The Nereid then, with her living freight, saw the serenity of Illyria broken up into a night of anger, but the wives of the crew, lighting their lamps in brick cottages at Brightlingsea, knew nothing of it, and the wife of the captain writing to her aunt said, “Joe has a nice job with a gentleman name of Bellamy on a yorl in the Mediterranean,” and Marion Vane with an edging of white lawn to her mourning at neck and cuffs was vague to her trustee at dinner regarding the disposal of her country house, for she believed that this time next year she would be married to Lomax. The Nereid was not broad-beamed; she was slim as a hound, and it was not with a plebeian solidity but with an aristocratic mettle that she took the storm. Her canvas rapidly furled, she rode with bare masts crazily sawing the sky. Black ragged night enveloped her; the coast, although invisible, contributed to the tempest, throwing its boulders against the waves as the waves hurled themselves against its boulders. The little boat, a thing of naught, was battered at that meeting-place of enemies. Rain and spray drove together across the deck, as momently the storm increased and the wind tore howling through the naked spars.
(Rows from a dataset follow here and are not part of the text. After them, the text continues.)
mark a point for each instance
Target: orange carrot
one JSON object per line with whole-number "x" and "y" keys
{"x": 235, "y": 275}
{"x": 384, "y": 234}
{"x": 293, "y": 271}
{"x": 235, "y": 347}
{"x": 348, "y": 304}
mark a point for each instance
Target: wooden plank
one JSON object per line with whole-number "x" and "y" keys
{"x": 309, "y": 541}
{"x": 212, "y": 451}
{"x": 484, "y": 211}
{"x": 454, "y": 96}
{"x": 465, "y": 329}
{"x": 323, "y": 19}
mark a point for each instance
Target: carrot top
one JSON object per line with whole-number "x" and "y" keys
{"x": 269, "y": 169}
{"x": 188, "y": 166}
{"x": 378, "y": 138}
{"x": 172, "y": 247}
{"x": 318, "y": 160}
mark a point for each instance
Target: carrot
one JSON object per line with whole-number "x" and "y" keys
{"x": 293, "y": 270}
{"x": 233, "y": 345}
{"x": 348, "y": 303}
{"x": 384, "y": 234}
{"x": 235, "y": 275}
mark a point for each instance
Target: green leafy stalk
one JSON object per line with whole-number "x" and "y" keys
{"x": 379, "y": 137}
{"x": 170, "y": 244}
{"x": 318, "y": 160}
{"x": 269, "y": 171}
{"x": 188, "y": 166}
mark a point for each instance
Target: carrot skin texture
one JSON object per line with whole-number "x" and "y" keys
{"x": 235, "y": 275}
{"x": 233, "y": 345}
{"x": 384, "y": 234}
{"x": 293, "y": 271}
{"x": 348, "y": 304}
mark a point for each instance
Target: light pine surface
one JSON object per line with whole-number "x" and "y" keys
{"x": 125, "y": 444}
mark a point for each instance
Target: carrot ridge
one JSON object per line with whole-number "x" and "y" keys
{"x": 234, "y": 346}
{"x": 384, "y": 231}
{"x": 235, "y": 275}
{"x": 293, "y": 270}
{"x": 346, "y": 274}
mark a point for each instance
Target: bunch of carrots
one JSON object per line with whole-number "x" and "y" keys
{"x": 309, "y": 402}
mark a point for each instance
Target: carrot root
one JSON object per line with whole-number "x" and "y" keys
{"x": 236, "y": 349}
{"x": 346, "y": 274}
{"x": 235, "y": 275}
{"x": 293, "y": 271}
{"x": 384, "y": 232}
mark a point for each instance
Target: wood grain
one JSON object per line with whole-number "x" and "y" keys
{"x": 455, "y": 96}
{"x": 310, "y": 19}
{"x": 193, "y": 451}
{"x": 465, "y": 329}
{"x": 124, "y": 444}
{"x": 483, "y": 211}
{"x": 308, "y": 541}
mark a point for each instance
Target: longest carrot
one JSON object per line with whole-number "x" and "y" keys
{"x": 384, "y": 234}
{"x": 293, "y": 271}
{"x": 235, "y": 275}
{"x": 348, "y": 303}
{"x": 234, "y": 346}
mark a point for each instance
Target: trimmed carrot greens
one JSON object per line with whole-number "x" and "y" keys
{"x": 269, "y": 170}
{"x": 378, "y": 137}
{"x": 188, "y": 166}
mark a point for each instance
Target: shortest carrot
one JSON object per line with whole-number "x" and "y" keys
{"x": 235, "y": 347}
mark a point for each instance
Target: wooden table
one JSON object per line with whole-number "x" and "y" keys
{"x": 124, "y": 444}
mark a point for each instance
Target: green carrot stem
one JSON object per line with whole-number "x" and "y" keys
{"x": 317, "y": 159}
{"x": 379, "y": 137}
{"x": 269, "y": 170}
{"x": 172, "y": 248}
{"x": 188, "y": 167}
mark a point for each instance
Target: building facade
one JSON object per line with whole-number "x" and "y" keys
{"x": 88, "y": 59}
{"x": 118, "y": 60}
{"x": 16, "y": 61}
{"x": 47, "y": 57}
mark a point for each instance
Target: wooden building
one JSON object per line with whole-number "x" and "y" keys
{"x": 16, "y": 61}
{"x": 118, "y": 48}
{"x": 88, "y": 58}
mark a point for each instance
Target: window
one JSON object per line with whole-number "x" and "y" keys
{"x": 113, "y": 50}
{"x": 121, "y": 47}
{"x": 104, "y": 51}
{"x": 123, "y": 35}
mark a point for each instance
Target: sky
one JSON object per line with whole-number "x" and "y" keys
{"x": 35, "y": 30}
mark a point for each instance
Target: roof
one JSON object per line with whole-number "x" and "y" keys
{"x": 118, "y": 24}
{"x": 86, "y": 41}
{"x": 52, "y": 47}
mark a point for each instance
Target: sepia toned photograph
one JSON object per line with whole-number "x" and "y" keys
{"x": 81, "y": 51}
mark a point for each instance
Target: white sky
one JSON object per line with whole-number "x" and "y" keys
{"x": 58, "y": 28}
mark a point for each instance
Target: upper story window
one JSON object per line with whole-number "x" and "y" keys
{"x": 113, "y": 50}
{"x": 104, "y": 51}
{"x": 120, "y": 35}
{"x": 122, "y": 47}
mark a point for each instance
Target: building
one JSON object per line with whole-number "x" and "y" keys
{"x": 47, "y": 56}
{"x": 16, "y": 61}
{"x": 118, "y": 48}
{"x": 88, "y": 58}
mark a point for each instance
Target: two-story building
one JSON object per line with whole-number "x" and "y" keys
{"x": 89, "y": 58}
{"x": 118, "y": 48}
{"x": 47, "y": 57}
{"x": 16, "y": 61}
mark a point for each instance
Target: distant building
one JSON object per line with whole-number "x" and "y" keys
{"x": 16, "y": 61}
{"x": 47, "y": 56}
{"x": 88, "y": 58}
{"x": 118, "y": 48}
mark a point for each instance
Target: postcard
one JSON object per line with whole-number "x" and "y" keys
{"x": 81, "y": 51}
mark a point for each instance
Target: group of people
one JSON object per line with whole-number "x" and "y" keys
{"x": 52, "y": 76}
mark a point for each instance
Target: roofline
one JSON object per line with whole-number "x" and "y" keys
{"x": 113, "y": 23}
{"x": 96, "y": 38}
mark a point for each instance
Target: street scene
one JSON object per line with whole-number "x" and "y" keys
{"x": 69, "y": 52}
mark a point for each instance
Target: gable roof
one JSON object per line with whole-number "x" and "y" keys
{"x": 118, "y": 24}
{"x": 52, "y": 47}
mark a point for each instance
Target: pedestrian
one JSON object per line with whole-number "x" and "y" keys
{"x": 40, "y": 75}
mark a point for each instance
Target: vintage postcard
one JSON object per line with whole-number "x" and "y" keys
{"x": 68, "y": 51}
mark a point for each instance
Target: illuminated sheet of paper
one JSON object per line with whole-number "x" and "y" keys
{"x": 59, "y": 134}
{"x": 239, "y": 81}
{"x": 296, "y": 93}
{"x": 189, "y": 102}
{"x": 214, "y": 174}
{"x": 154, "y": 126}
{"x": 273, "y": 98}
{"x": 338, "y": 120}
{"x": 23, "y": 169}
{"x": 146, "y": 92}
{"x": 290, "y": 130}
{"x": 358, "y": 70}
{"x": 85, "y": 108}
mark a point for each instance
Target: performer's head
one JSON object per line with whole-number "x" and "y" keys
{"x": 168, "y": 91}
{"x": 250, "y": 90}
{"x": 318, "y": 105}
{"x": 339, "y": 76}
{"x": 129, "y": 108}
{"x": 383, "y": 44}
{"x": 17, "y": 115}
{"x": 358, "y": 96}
The men were black figures clinging to stays for support, going down with the ship when she swooped from the crest down into the trough, rising again with her, thankful to find the deck still there beneath their feet, lashed by the rain, blinded by the darkness, unable to see, able only to feel, whether with their hands that, wet and frozen, clung to rail and stanchion, or with their bodies that sank and rose, enduring the tremendous buffeting of the tossing ship, and the shock of water that, as it broke over the deck, knocked the breath from their lungs and all but swept them from their refuge into the hopeless broiling of the sea.